Book of Shadows
- Author: Phyllis Curott
- Language: English
- Publisher: Broadway Books
- Publication date: 1998
- Pages: 320
- ISBN: 0-7679-0054-5
- OCLC: 38925249
- Dewey Decimal: 133.4/3
- LC Class: BF1571 .C87 1998

= Book of Shadows (biography) =

1998 book by Phyllis Curott

Book of Shadows: A Modern Woman's Journey into the Wisdom of Witchcraft and the Magic of the Goddess is a 1998 memoir written by author Phyllis Curott, published by Broadway Books.

== Promotional summary ==

When high-powered Manhattan lawyer Phyllis Curott began exploring witchcraft in a women's group in the 1970s, she discovered a spiritual movement that defied all stereotypes. Encountering neither Satanic rites nor eccentric spinsters, she came to know a clandestine religion of the Goddess that had been forced into hiding over the course of history.
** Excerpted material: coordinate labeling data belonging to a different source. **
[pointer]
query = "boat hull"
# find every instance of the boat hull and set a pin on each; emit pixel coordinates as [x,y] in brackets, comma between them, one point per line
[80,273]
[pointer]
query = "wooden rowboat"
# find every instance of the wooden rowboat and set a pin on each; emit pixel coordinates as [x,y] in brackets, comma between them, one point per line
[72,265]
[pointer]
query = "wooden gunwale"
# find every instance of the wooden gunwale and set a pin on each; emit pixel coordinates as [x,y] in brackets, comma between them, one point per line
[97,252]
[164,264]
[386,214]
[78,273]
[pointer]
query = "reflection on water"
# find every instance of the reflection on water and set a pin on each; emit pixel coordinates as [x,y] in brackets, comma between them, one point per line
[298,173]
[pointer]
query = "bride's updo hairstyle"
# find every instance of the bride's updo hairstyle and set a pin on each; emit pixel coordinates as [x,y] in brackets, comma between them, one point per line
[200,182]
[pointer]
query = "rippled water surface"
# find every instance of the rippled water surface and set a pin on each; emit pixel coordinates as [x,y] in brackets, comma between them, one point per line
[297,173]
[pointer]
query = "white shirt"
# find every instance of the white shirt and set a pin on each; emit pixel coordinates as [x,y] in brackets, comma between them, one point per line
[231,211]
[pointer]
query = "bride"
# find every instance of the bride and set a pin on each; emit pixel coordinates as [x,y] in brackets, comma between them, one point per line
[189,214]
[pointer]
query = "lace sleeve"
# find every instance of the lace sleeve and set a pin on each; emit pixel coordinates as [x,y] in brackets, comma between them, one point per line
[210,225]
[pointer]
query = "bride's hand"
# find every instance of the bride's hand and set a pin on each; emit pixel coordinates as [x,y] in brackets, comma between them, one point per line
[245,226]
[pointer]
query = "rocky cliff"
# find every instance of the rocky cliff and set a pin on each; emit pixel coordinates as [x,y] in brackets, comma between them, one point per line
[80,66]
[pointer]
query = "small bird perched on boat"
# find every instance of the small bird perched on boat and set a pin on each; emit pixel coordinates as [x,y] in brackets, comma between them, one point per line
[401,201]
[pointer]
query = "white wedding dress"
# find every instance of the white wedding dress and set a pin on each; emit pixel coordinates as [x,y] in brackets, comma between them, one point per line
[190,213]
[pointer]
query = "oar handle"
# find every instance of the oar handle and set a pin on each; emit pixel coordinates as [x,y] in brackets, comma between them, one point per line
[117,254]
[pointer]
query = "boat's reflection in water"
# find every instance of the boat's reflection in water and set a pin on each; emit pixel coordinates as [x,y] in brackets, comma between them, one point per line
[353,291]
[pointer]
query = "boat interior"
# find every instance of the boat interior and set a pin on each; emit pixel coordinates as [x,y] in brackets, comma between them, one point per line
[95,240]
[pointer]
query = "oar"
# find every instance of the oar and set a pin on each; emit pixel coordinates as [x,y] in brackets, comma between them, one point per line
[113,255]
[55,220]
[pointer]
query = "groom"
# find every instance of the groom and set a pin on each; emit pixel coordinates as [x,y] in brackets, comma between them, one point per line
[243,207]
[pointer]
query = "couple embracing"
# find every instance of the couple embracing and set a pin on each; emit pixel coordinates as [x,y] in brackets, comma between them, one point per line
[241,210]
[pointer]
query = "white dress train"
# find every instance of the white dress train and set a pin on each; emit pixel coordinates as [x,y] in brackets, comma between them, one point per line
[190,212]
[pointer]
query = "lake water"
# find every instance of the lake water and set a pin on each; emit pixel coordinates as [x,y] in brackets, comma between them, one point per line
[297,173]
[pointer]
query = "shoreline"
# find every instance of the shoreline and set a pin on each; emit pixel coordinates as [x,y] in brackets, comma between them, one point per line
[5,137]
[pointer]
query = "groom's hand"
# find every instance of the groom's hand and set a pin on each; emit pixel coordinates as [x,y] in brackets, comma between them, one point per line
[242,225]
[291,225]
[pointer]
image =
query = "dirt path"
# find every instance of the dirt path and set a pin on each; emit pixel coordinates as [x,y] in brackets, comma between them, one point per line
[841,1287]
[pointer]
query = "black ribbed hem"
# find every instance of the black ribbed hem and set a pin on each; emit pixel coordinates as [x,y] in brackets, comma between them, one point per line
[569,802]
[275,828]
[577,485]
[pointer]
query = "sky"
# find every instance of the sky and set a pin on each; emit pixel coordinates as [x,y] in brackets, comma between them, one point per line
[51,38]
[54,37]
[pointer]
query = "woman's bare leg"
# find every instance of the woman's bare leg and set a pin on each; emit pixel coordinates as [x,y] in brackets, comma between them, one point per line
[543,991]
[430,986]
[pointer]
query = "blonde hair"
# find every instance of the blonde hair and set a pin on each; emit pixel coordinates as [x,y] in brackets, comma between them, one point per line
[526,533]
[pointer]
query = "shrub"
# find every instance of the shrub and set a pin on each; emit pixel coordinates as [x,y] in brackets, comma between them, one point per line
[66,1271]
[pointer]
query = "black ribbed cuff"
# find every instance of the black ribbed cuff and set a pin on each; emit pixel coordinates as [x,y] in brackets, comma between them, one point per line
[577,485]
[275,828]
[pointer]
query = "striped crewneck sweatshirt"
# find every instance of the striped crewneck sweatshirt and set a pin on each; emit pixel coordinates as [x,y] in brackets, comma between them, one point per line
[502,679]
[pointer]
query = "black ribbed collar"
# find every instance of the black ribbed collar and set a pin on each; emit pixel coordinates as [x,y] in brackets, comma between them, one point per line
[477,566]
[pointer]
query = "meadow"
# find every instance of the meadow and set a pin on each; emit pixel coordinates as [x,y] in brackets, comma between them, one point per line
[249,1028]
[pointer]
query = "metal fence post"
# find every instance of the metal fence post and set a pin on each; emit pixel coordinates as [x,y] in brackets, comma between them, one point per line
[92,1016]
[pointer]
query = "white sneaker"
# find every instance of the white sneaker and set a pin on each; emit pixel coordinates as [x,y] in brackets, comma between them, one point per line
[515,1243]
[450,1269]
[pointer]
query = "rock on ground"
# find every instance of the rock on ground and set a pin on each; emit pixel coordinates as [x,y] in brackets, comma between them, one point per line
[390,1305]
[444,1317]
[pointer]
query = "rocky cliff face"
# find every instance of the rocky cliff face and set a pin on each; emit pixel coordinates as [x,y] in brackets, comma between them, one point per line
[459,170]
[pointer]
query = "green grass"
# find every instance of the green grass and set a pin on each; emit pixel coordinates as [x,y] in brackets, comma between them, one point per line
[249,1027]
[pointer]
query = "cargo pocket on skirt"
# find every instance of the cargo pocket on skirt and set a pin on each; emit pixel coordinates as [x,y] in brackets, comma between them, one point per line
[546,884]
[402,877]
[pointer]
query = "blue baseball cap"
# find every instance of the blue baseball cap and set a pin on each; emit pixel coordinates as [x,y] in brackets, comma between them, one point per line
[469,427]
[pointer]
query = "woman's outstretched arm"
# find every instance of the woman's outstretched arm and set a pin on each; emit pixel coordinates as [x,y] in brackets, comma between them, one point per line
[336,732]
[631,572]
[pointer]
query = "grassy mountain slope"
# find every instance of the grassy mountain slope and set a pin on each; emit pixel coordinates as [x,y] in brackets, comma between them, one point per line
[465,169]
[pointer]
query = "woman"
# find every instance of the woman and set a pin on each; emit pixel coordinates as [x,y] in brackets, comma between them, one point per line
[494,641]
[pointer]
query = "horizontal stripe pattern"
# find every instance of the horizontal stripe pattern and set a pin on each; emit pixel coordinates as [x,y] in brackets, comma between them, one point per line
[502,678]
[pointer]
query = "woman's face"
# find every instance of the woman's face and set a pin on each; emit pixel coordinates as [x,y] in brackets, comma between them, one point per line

The Book of Shadows chronicles Curott's remarkable initiation into Wicca, her ascent to the position of Wiccan high priestess, and her efforts to reconcile her newfound spirituality with her struggles as a woman rising through the ranks of the corporate world. Along the way, she relates the history of witchcraft. She also shares many traditional Wiccan practices – such as casting a circle, drawing down the Goddess, and casting spells for health, prosperity, and love. She explains all this from a feminist point of view.

The title Book of Shadows refers to the name used for a book that contains magical and religious texts in the religion of Wicca.